Roden Brothers Ltd (1891-1953)

Measurements

4-1/4 in x 1 in x 1/2 in

Materials

Gold-washed silver and enamel

Credit Line

Historic Odessa Foundation, The David Wilson Mansion, Inc.

Accession Number

1971.1112

Condition Notes

“U.S.S. INDIANA” and “IN DRY DOCK / HALIFAX.N.S." are in the bowl.  “DIEU / ET MON / DROIT” (“God and my right”), and “HONI SOIT QUI MAL Y PENSE” (“shamed be he who thinks evil of it”) are on the handle.

Roden Brothers touchmarks--a lion passant, “R”, “925” and “STERLING”--are struck into the back of the handle near the bowl.

Provenance

Ex coll. Mrs. E. Tatnall (Mary Corbit) Warner

Comments

The USS Indiana, built in Philadelphia and commissioned in 1895, was in dry dock in Halifax, Nova Scotia, in August 1897 to install bilge keels to reduce rolling of the hull.  The Halifax facility was one of the largest on the East Coast at that time.  The Indiana was decommissioned in 1919.

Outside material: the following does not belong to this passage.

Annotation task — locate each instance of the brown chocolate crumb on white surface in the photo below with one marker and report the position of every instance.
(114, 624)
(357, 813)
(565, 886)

This spoon bears British inscriptions and elements of the royal seal, notably the English lion and Scottish unicorn with a crown between them.  Although the subject of the souvenir spoon is an American battleship, it was made by Roden Brothers of Toronto.

Of interest, the twist in the handle was made mechanically after the spoon had been die-struck and after the marks on the back of the handle had been struck.  The word “STERLING” is distorted by the twisted metal.